Elle est encore trop timide, mais les mentalités évoluent. Nous avons intégré des femmes dans les commissions communales et encouragé les jeunes à s’impliquer dans les dynamiques locales. Il faut continuer ce travail d’éducation civique, car la démocratie à la base ne peut s’épanouir sans la participation active de tous. L’implication des jeunes filles, en particulier, est essentielle. Ce sont elles, les actrices du changement de demain.
À l’approche des prochaines élections municipales, quelles sont vos perspectives ?
Je suis candidate à ma propre succession. Ce mandat m’a permis de lancer des projets ambitieux, mais beaucoup restent encore à finaliser. Je souhaite renforcer nos partenariats, attirer de nouveaux financements et consolider l’autonomisation des femmes et des jeunes. Mon engagement reste intact, et je suis prête à continuer ce chemin aux côtés de mes concitoyens.
Quel message souhaitez-vous adresser aux femmes de votre commune, et au-delà ?
À toutes les femmes, je dis ceci : engagez-vous ! La politique n’est pas réservée aux hommes. Elle est aussi votre affaire. Trop souvent, la peur, les tabous ou le manque de confiance nous freinent. Il faut briser ce plafond de verre. Oui, c’est difficile. Oui, il y a des obstacles. Mais oui, c’est possible ! Mon parcours est la preuve que l’on peut y arriver avec du courage, du travail et de la foi en soi. Que chacune ose rêver, se battre et laisser une empreinte durable dans sa communauté.

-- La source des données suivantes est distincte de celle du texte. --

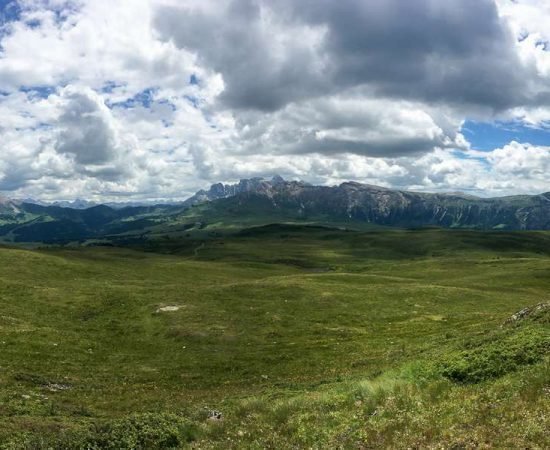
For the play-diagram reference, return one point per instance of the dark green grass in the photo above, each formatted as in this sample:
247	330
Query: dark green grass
284	329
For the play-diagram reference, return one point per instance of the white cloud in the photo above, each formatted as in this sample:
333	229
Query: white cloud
141	98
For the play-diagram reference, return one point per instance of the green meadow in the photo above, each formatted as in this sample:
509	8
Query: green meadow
281	336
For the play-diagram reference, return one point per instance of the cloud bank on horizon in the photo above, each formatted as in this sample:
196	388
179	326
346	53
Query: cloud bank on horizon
153	99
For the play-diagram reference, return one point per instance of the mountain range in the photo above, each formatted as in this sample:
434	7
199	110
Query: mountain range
259	201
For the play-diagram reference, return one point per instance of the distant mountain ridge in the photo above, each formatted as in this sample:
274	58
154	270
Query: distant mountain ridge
259	200
384	206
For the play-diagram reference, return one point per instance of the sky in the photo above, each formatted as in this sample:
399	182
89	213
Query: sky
154	99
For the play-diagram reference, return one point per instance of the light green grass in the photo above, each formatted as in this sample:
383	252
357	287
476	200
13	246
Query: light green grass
301	336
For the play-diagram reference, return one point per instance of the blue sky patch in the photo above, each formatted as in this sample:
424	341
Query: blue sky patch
488	136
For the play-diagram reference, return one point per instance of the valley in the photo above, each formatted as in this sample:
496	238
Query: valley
299	336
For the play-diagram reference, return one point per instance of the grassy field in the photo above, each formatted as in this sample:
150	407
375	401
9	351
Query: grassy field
301	337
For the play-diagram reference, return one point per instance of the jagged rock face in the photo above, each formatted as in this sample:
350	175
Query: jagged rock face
392	207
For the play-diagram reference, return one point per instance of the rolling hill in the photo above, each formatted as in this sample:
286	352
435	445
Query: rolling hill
258	201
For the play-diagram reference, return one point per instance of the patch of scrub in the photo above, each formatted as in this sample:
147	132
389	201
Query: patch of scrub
169	308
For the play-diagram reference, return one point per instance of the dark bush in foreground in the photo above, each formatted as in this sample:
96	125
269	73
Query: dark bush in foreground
138	431
502	355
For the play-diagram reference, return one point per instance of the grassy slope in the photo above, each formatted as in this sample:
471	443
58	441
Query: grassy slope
300	336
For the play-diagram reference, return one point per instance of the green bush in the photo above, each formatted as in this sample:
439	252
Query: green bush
495	358
138	431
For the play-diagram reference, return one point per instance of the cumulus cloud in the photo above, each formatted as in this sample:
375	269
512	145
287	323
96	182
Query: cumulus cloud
155	99
274	53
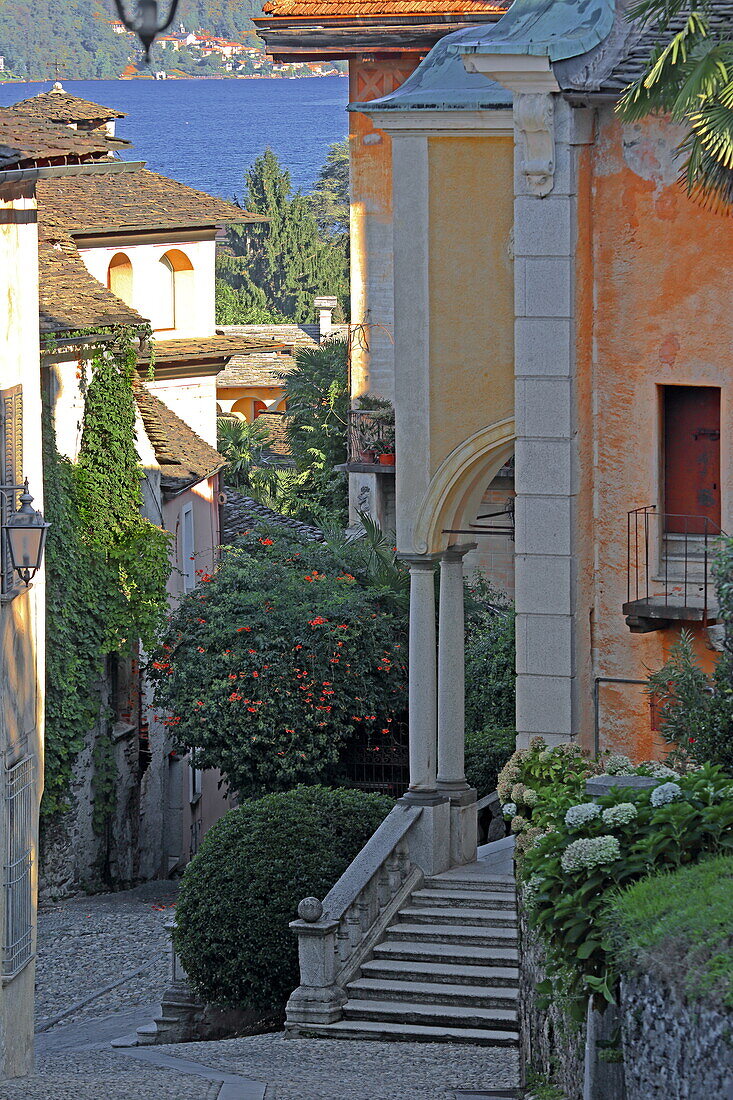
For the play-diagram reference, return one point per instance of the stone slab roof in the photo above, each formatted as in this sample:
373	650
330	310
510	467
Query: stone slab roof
69	298
59	106
184	458
337	9
241	514
132	201
255	370
206	348
28	142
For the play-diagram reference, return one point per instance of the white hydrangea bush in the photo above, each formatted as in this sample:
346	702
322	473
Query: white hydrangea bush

Avec une voix claire, une posture déterminée et un engagement sincère, Mme OBIM Ama Kafui incarne une nouvelle génération d’élues locales : proches du peuple, actives sur le terrain, et porteuses de vision. À l’heure où le Togo renforce sa politique de décentralisation, de telles figures sont précieuses. Elles rappellent que le leadership féminin n’est pas une option, mais une nécessité pour un développement équitable, inclusif et durable.